6.4       The Committee notes that part of the author's allegations relate to the instructions given by the judge to the jury. The Committee refers to its prior jurisprudence and reiterates that it is generally not for the Committee, but for the appellate Courts of States parties, to review specific instructions to the jury by the trial judge, unless it can be ascertained that the instructions to the jury were clearly arbitrary or amounted to a denial of justice. The Committee has taken note of the author's claim that the instructions in the instant case did not meet the high standards required in cases of capital punishment. The Committee has also noted the Court of Appeal's consideration of this claim, and concludes that in the instant case the trial judge's instructions did not show such defects as to render them arbitrary or a denial of justice. Accordingly, this part of the communication is inadmissible as incompatible with the provisions of the Covenant, pursuant to article 3 of the Optional Protocol.


6.5       As to the author's claim that his prolonged detention on death row amounts to a violation of article 7 of the Covenant, the Committee notes that the State party has not objected to the admissibility of the claim.

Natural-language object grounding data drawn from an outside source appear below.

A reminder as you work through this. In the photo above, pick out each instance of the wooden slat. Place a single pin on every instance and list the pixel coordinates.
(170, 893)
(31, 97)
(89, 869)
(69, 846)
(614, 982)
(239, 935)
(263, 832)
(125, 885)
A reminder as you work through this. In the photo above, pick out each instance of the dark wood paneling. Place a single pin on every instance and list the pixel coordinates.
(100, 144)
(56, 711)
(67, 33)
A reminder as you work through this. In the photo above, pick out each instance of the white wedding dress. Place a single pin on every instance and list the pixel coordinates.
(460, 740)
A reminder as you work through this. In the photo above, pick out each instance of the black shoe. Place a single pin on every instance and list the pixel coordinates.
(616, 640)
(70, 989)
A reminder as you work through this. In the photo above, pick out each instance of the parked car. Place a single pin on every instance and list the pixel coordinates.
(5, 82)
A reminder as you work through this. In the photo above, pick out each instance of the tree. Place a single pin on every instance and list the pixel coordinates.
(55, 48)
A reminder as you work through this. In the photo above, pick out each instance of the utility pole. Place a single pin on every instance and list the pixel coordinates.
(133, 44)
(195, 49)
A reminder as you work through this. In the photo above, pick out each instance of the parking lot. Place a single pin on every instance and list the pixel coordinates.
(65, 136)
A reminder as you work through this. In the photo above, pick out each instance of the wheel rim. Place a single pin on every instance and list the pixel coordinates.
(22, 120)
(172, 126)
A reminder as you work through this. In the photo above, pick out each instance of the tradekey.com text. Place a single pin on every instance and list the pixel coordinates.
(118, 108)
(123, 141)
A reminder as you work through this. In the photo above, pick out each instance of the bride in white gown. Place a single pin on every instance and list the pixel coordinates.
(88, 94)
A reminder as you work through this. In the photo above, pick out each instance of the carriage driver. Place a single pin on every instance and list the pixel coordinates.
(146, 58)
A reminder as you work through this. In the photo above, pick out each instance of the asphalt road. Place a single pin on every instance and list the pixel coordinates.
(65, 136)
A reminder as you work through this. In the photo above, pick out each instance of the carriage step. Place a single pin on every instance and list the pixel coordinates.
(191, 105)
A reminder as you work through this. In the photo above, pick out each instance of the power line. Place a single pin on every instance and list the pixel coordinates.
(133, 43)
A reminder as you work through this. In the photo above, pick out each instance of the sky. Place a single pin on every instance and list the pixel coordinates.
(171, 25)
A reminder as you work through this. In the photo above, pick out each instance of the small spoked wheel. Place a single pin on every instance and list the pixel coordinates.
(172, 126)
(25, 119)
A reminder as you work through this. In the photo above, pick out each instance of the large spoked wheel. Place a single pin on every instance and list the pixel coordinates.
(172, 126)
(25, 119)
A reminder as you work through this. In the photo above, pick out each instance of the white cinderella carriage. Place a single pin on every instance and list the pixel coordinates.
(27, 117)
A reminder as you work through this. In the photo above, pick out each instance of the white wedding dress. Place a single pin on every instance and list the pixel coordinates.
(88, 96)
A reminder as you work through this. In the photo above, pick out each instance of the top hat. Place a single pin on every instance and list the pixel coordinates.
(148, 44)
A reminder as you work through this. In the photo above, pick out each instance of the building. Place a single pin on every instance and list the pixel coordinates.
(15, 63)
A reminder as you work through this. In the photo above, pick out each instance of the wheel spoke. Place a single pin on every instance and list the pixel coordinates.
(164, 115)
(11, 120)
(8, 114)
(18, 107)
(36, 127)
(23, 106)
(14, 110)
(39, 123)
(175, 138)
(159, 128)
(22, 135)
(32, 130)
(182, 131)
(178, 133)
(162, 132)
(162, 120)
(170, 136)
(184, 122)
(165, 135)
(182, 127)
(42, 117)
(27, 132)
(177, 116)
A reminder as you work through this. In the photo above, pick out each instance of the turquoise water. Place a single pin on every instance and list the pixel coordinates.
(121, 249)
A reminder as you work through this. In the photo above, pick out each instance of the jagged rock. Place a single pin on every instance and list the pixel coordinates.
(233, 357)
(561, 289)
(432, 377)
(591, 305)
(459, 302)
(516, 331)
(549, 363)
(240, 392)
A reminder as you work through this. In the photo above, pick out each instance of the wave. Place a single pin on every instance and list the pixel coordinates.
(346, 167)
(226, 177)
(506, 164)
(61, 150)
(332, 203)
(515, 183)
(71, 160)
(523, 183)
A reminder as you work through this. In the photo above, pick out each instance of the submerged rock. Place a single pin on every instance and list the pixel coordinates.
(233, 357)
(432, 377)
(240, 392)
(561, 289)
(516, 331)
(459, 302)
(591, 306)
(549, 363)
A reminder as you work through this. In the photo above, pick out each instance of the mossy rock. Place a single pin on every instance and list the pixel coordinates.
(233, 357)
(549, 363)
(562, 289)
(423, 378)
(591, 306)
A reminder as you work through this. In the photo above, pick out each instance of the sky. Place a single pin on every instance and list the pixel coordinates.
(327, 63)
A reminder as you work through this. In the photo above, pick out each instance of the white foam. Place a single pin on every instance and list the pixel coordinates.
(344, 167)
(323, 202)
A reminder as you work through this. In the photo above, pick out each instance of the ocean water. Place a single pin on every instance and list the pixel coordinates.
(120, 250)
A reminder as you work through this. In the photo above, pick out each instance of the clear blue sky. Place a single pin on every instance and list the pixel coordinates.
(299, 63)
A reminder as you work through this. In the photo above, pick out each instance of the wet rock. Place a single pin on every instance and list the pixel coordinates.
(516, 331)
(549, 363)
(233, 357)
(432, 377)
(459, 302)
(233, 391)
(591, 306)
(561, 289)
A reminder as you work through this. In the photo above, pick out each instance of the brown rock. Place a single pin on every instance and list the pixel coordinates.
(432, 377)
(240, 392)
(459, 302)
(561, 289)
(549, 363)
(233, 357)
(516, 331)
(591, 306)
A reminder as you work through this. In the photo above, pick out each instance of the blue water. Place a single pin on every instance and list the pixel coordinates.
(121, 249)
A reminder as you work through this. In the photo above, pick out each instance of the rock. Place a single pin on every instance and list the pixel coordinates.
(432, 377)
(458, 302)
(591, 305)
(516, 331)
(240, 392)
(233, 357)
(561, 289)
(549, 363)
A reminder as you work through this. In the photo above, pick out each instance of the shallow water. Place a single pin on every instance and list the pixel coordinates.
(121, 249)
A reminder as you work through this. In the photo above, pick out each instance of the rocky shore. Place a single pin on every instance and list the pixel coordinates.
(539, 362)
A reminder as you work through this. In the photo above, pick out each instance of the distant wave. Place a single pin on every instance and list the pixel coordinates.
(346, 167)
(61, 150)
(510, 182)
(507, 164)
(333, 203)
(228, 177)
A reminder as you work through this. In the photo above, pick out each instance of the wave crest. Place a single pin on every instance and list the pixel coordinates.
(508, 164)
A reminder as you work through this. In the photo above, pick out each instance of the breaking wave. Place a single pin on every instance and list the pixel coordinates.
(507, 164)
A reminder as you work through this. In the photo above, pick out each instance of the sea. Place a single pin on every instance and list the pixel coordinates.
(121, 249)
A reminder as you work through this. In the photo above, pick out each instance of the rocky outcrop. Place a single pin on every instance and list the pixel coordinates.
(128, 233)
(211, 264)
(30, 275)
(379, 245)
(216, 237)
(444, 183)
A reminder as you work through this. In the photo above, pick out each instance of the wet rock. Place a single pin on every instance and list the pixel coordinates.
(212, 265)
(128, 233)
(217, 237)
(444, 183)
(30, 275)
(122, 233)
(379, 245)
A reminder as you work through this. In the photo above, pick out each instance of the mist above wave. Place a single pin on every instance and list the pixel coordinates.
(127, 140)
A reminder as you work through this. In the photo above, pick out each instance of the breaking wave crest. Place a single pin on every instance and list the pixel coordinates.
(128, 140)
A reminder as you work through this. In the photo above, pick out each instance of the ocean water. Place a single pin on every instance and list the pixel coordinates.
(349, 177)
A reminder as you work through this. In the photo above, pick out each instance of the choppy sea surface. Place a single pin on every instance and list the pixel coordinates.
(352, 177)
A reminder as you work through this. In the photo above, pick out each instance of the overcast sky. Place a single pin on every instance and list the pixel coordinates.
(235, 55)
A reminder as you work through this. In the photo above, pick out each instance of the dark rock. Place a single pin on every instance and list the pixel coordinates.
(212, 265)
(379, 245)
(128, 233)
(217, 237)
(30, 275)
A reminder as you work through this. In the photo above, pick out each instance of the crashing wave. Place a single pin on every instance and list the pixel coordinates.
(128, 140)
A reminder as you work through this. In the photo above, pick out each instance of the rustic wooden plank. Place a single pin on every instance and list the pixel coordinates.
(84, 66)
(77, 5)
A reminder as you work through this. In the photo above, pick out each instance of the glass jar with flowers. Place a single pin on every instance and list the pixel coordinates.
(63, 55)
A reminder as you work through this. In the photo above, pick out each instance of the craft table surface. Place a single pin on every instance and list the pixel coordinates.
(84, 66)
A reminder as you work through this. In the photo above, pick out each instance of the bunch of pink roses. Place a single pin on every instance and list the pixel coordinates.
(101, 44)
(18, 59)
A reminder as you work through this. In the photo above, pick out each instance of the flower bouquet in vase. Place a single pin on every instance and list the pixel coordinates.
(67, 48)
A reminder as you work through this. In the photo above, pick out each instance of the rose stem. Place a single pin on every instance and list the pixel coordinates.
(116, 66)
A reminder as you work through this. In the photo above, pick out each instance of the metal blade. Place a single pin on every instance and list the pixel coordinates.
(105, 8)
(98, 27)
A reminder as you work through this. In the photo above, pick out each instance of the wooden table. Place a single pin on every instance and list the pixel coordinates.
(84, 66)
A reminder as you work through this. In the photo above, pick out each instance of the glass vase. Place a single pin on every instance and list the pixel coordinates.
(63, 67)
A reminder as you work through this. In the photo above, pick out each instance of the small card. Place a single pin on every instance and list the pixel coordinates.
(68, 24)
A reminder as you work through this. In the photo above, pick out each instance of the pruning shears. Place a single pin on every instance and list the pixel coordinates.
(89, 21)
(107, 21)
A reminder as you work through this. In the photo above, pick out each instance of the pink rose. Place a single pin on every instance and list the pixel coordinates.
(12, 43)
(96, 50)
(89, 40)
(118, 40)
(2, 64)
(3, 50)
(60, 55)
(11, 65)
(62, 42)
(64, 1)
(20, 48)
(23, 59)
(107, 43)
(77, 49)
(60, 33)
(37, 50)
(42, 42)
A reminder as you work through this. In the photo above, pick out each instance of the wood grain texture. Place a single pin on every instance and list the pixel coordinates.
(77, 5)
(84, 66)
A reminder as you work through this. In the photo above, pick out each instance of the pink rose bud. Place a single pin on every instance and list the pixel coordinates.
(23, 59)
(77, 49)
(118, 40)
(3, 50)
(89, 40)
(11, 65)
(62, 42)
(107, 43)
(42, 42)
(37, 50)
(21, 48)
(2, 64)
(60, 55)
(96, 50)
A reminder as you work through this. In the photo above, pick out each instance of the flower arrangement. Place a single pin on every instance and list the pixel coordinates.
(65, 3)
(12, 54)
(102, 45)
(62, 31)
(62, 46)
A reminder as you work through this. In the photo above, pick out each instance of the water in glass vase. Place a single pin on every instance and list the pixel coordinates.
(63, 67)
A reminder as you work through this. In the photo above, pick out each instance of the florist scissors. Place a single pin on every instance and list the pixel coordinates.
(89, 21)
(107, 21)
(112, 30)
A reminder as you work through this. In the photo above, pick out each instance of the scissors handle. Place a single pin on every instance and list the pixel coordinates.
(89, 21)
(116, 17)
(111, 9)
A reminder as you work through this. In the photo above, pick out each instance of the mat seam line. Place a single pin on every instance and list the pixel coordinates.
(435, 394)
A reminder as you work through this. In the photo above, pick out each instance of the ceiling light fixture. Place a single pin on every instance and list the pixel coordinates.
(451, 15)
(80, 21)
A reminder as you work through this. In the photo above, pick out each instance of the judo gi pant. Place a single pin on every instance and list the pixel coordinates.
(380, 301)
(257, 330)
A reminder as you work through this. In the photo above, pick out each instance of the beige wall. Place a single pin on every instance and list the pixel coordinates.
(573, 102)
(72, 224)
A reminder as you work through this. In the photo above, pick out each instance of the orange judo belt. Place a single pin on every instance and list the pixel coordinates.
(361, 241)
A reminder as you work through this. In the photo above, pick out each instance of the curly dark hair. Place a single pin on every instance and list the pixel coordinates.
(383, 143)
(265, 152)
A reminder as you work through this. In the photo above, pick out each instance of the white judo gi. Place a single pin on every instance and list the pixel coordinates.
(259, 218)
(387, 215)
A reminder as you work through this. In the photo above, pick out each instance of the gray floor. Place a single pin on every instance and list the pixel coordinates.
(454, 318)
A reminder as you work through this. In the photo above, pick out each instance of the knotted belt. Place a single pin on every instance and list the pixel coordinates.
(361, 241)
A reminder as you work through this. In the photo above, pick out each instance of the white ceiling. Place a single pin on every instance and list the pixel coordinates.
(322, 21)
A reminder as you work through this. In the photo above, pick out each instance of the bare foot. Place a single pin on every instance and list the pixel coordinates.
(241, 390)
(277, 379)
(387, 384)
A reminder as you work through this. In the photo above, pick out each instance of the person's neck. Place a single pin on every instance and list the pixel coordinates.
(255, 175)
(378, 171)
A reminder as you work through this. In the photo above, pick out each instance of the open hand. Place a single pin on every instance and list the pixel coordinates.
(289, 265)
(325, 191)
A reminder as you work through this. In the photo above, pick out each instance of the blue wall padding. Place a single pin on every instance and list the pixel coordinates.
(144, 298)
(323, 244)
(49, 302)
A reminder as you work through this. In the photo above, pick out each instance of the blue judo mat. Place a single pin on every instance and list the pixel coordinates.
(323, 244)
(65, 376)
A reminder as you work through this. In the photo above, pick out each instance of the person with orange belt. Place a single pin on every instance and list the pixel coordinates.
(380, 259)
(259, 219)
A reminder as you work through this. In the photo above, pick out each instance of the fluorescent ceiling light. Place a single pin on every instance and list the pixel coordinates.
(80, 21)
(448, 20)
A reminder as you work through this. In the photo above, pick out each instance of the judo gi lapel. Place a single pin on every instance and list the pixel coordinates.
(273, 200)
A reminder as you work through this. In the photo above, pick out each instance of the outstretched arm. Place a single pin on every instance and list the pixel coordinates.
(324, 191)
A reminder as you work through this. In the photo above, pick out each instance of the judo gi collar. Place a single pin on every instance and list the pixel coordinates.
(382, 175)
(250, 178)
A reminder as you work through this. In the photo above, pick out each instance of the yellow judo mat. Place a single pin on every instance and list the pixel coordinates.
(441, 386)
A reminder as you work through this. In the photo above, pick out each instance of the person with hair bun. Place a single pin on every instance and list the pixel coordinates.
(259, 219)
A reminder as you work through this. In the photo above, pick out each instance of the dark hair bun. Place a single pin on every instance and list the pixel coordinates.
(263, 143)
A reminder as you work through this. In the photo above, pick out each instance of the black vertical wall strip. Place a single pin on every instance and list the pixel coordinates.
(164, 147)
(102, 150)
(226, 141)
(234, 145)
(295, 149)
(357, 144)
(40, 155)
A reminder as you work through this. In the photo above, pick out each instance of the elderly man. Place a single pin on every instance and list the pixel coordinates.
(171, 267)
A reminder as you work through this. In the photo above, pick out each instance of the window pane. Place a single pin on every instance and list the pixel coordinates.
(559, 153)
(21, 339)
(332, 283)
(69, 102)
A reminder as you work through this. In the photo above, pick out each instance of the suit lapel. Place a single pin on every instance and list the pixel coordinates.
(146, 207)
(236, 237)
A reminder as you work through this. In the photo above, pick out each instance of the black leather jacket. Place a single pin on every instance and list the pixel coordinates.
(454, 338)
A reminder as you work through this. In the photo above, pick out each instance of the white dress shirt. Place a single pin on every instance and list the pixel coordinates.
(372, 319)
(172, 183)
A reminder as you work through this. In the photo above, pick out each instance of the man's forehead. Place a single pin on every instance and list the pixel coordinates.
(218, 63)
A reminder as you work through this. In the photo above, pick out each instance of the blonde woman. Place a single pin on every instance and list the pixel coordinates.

The Committee will therefore consider on the merits whether the author's prolonged detention on death row, in view of his young age, constituted a violation of article 7 of the Covenant.


6.6       The Committee notes that the author's claim that some of the letters sent by him in 1991 and 1992 failed to arrive at his counsel's office, lacks specificity and considers that the author has failed to substantiate, for purposes of admissibility, his claim that this was due to unlawful interference by the prison authorities, in violation of article 17 of the Covenant. This part of the communication is therefore inadmissible under article 2 of the Optional Protocol.


6.7       The Committee considers that the author's claims that he was sentenced to death in violation of article 6, paragraph 5, of the Covenant, that he has been subjected to ill-treatment in detention, that he had no access to a legal representative during the first 18 months of his detention and that he was not represented at the preliminary hearing, and that the unavailability of legal aid for constitutional motions constitutes a violation of article 14 of the Covenant, have been sufficiently substantiated, for purposes of admissibility, and should be considered on the merits.


7.         The Human Rights Committee therefore decides:


(a)        that the communication is admissible in so far as it may raise issues under articles 6, paragraph 5, 7, 10, paragraph 1, and 14, paragraphs 1, 3, (b) and (d), and 5, of the Covenant, in respect of the lack of legal representation during the first 18 months of detention, at the preliminary hearing and the unavailability of legal aid for the filing of the constitutional motion;


(b)       that, in accordance with article 4, paragraph 2, of the Optional Protocol, the State party shall be requested to submit to the Committee, within six months of the date of transmittal to it of this decision, written explanations or statements clarifying the matter and the measures, if any, that may have been taken by it. In particular, the State party is requested to furnish the results of its investigations into the author's allegations of ill-treatment and of lack of legal representation;


(c)        that any explanations or statements received from the State party shall be communicated by the Secretary-General under rule 93, paragraph 3, of the rules of procedure to the author and his counsel, with the request that any comments which he may wish to make should reach the Human Rights Committee, in care of the Centre for Human Rights, United Nations Office at Geneva, within six weeks of the date of the transmittal;


(d)       that this decision shall be communicated to the State party, to the author and to his counsel.